Puntò il timer. Il tempo, il tempo devastante che lei aveva perso a pensar l’inutile. Il tempo ora le pareva una vampata divorante. Si parlava di anni, di decenni, quasi di mezzo secolo. In mezzo secolo potevano accadere un sacco di cose. A lei non era accaduto nulla di rilevante, questa era la verità. Spesso la gente appare felice anche se non lo è. Ma il dubbio se sia meglio una felicità finta o un’insoddisfazione vera rimaneva sempre vivo e correva nelle sue vene: la gonfiava di rabbia inespressa, di cortisolo che la ingrassava e non le faceva più chiuder le gonne, mettere il bikini, sognare un appuntamento galante. Il cibo, sempre a pensare a cosa cucinare, a come far ingrassare quella bestia che si trovava in casa. Un maschio stupido, come tutti i maschi, perso tra corpi attraenti, immune alle gioie pure, autentiche.
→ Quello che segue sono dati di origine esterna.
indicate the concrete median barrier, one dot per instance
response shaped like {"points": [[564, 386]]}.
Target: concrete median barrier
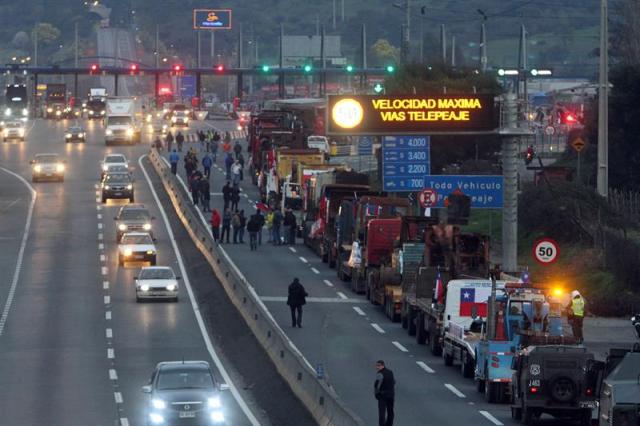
{"points": [[319, 398]]}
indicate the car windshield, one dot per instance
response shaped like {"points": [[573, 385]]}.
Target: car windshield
{"points": [[136, 239], [156, 274], [134, 214], [117, 177], [185, 379], [47, 158], [115, 159]]}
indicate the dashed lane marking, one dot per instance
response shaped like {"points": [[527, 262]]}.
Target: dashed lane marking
{"points": [[377, 328], [399, 346], [23, 245], [489, 417], [455, 391], [425, 367]]}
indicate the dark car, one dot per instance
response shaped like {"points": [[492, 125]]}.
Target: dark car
{"points": [[117, 185], [133, 218], [184, 393], [76, 134], [553, 379]]}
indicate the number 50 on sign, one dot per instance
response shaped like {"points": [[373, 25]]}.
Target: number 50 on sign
{"points": [[546, 251]]}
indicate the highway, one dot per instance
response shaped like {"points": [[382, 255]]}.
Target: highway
{"points": [[75, 347]]}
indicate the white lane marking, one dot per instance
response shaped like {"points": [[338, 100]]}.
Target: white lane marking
{"points": [[489, 417], [399, 346], [23, 245], [377, 328], [425, 367], [455, 391], [196, 309]]}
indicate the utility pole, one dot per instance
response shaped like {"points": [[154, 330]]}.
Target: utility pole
{"points": [[603, 105], [483, 48]]}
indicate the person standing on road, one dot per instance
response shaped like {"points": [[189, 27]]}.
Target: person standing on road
{"points": [[576, 310], [384, 391], [179, 140], [174, 158], [216, 220], [226, 195], [226, 225], [296, 298], [207, 162], [205, 194], [169, 140]]}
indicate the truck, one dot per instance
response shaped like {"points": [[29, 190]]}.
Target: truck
{"points": [[55, 101], [121, 122], [96, 105], [16, 102]]}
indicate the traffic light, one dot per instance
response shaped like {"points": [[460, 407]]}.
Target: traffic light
{"points": [[529, 156]]}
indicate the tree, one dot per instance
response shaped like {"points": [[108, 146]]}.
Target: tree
{"points": [[384, 53]]}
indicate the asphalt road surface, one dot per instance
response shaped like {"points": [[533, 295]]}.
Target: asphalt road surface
{"points": [[75, 347]]}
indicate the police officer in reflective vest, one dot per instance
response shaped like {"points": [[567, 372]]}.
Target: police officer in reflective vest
{"points": [[576, 314]]}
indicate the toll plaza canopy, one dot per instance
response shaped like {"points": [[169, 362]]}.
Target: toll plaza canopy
{"points": [[418, 114]]}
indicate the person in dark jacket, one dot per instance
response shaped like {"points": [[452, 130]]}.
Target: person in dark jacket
{"points": [[226, 195], [297, 297], [205, 194], [384, 391]]}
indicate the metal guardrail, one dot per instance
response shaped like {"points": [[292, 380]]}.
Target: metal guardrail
{"points": [[319, 398]]}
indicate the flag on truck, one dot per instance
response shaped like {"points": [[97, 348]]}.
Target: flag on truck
{"points": [[469, 303]]}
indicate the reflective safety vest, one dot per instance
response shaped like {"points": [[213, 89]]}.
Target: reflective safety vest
{"points": [[578, 307]]}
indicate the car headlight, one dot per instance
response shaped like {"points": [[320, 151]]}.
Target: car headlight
{"points": [[214, 402], [217, 417], [156, 418]]}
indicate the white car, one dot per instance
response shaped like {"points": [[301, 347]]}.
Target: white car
{"points": [[136, 247], [156, 282]]}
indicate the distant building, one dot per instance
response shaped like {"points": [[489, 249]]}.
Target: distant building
{"points": [[300, 50]]}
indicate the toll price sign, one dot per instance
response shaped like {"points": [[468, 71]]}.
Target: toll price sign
{"points": [[405, 162]]}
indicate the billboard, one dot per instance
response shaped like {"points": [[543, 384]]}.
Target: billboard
{"points": [[212, 19], [411, 115]]}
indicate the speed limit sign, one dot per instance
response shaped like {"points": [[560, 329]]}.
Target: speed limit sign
{"points": [[546, 251]]}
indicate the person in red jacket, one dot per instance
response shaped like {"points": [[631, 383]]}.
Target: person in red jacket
{"points": [[216, 220]]}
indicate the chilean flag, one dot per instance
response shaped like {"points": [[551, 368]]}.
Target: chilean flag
{"points": [[439, 296], [468, 302]]}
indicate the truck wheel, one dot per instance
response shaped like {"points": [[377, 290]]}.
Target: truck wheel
{"points": [[421, 333], [448, 359], [466, 365]]}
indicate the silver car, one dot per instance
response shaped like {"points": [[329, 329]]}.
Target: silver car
{"points": [[156, 282]]}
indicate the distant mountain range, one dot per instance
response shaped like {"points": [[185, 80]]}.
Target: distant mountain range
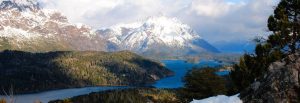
{"points": [[24, 25]]}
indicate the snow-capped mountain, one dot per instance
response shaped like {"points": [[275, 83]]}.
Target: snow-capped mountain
{"points": [[25, 26], [156, 35]]}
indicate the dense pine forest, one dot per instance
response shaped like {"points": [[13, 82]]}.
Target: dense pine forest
{"points": [[32, 72]]}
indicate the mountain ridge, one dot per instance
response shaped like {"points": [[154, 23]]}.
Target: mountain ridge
{"points": [[24, 25], [154, 32]]}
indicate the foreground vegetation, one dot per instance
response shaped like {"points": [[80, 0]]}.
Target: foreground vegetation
{"points": [[284, 40], [137, 95], [34, 72], [199, 83]]}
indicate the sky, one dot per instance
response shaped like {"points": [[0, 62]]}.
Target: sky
{"points": [[216, 21]]}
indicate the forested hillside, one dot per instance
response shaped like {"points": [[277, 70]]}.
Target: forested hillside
{"points": [[31, 72]]}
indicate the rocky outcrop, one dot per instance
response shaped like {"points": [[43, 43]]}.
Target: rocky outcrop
{"points": [[279, 85], [27, 27]]}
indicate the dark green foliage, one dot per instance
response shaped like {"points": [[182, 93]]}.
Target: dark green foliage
{"points": [[202, 83], [253, 66], [32, 72], [138, 95], [285, 26]]}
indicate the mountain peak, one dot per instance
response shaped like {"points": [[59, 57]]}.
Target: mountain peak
{"points": [[21, 5], [153, 33]]}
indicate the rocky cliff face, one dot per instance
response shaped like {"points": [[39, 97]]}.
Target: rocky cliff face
{"points": [[26, 26], [279, 85]]}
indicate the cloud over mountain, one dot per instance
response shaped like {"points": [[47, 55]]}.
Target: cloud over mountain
{"points": [[216, 20]]}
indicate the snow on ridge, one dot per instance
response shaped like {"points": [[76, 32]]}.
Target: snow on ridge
{"points": [[220, 99], [155, 29]]}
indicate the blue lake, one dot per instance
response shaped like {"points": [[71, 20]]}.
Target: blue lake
{"points": [[181, 67]]}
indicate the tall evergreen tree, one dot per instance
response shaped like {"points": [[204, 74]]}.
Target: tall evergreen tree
{"points": [[285, 25]]}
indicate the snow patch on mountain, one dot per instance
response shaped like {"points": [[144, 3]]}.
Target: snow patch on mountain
{"points": [[21, 5], [143, 35]]}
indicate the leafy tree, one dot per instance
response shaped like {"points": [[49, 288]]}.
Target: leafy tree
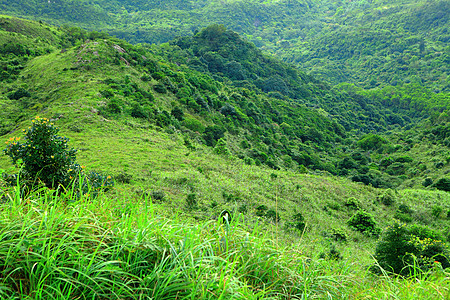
{"points": [[46, 157]]}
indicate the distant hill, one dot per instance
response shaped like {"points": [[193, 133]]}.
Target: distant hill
{"points": [[368, 43], [222, 91]]}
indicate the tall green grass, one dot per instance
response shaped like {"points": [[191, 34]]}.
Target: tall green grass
{"points": [[67, 245]]}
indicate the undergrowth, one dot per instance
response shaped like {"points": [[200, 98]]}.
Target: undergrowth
{"points": [[63, 246]]}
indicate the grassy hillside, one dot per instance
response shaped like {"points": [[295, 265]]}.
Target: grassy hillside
{"points": [[183, 146], [368, 43]]}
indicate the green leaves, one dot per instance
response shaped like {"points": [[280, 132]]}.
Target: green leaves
{"points": [[44, 157]]}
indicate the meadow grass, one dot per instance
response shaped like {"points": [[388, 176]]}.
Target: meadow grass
{"points": [[68, 246]]}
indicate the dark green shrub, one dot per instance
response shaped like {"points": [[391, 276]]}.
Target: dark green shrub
{"points": [[388, 197], [352, 203], [46, 157], [396, 169], [193, 124], [273, 216], [242, 209], [160, 88], [230, 197], [436, 211], [92, 183], [139, 111], [212, 134], [402, 247], [261, 210], [221, 148], [158, 195], [331, 254], [403, 217], [443, 184], [339, 235], [297, 221], [18, 94], [191, 201], [123, 177], [364, 222], [371, 142], [177, 113], [114, 106], [427, 182], [385, 162]]}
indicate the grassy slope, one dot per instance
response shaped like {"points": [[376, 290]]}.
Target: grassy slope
{"points": [[157, 160]]}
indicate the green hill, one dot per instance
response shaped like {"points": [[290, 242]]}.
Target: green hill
{"points": [[368, 43], [185, 143]]}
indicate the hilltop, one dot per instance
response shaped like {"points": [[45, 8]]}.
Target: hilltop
{"points": [[367, 43], [184, 143]]}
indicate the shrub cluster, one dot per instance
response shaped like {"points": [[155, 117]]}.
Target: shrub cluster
{"points": [[364, 222], [46, 158], [403, 248]]}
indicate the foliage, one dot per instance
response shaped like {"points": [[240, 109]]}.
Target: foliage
{"points": [[401, 248], [44, 156], [443, 184], [352, 203], [364, 222]]}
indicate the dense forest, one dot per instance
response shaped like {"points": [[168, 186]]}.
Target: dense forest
{"points": [[224, 149], [224, 87], [368, 43]]}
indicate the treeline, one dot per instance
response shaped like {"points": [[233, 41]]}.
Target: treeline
{"points": [[215, 88]]}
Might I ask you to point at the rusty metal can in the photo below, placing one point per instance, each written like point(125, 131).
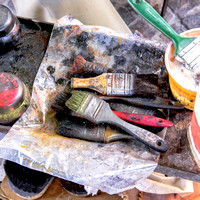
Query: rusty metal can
point(14, 98)
point(9, 28)
point(193, 132)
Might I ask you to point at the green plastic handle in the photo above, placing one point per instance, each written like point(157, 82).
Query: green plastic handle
point(149, 14)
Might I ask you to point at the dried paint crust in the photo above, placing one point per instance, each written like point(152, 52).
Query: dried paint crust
point(113, 167)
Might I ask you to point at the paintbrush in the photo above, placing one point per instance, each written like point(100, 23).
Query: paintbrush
point(92, 108)
point(120, 84)
point(187, 49)
point(82, 67)
point(26, 183)
point(58, 105)
point(155, 102)
point(145, 120)
point(74, 127)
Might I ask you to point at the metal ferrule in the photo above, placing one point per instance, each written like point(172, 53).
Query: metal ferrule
point(119, 84)
point(91, 107)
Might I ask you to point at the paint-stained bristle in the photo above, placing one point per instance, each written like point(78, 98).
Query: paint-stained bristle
point(58, 104)
point(78, 65)
point(76, 101)
point(146, 86)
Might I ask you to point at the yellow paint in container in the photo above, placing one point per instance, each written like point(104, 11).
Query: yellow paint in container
point(181, 80)
point(193, 132)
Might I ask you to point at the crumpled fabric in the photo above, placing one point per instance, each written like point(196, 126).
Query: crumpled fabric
point(34, 142)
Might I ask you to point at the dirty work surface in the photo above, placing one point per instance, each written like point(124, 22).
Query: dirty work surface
point(182, 15)
point(26, 60)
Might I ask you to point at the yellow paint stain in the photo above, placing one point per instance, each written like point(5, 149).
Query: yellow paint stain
point(25, 147)
point(119, 40)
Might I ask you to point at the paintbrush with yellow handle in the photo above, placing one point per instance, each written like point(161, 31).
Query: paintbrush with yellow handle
point(119, 84)
point(90, 107)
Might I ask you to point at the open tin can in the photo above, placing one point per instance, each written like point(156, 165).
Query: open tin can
point(14, 98)
point(182, 83)
point(9, 29)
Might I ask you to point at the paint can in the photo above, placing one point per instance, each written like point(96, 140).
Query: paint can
point(9, 29)
point(193, 132)
point(182, 83)
point(14, 98)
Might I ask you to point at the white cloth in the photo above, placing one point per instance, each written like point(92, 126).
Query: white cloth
point(97, 12)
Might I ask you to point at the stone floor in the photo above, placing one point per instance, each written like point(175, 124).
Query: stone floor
point(180, 14)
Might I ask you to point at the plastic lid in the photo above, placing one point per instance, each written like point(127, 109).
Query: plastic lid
point(7, 20)
point(11, 92)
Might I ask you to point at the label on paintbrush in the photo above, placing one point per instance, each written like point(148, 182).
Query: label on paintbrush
point(119, 84)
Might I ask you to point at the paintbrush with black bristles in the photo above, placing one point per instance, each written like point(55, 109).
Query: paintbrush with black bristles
point(92, 108)
point(58, 105)
point(73, 127)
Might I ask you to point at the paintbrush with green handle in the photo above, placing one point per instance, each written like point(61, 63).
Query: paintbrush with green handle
point(90, 107)
point(187, 49)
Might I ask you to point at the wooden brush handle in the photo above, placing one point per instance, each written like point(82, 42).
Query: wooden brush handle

Il forno strillò. Pareva lo avessero sentito anche le rondini, scappate in capovolte azzurre. Prese il coltello. Tagliò l’arrosto a fettine. Fette fine, sempre più fine, affondando la lama in quel cadavere ricomposto e profumato, la bestia messa a nuovo. Lo cosparse di grasso, lo mise nel piatto d’argento. Pensò che la peggior vendetta verso suo marito sarebbe stata tenerselo con sé. Inasprirlo con battute violente, rifiutarlo ogni volta che a letto avvicinava un piede al suo, continuare a cucinare bene e odiarlo ancor meglio. Non valeva la pena ribellarsi a quello stato di tedio e profondo disamore. Era comunque tutto ciò che aveva, tutto ciò che aveva saputo costruire. Avrebbe combattuto come hanno fatto per secoli le donne in lotta con gli uomini cattivi: essere sempre presenti, non mollarli mai, restare fino alla morte attaccate a loro come la disgrazia più grande. Era comunque suo.
Quando tornò, senza lavarsi le mani, lui prese una fetta d’arrosto e la trangugiò. “Sei sempre avara di sale”, disse. E lei sorrise.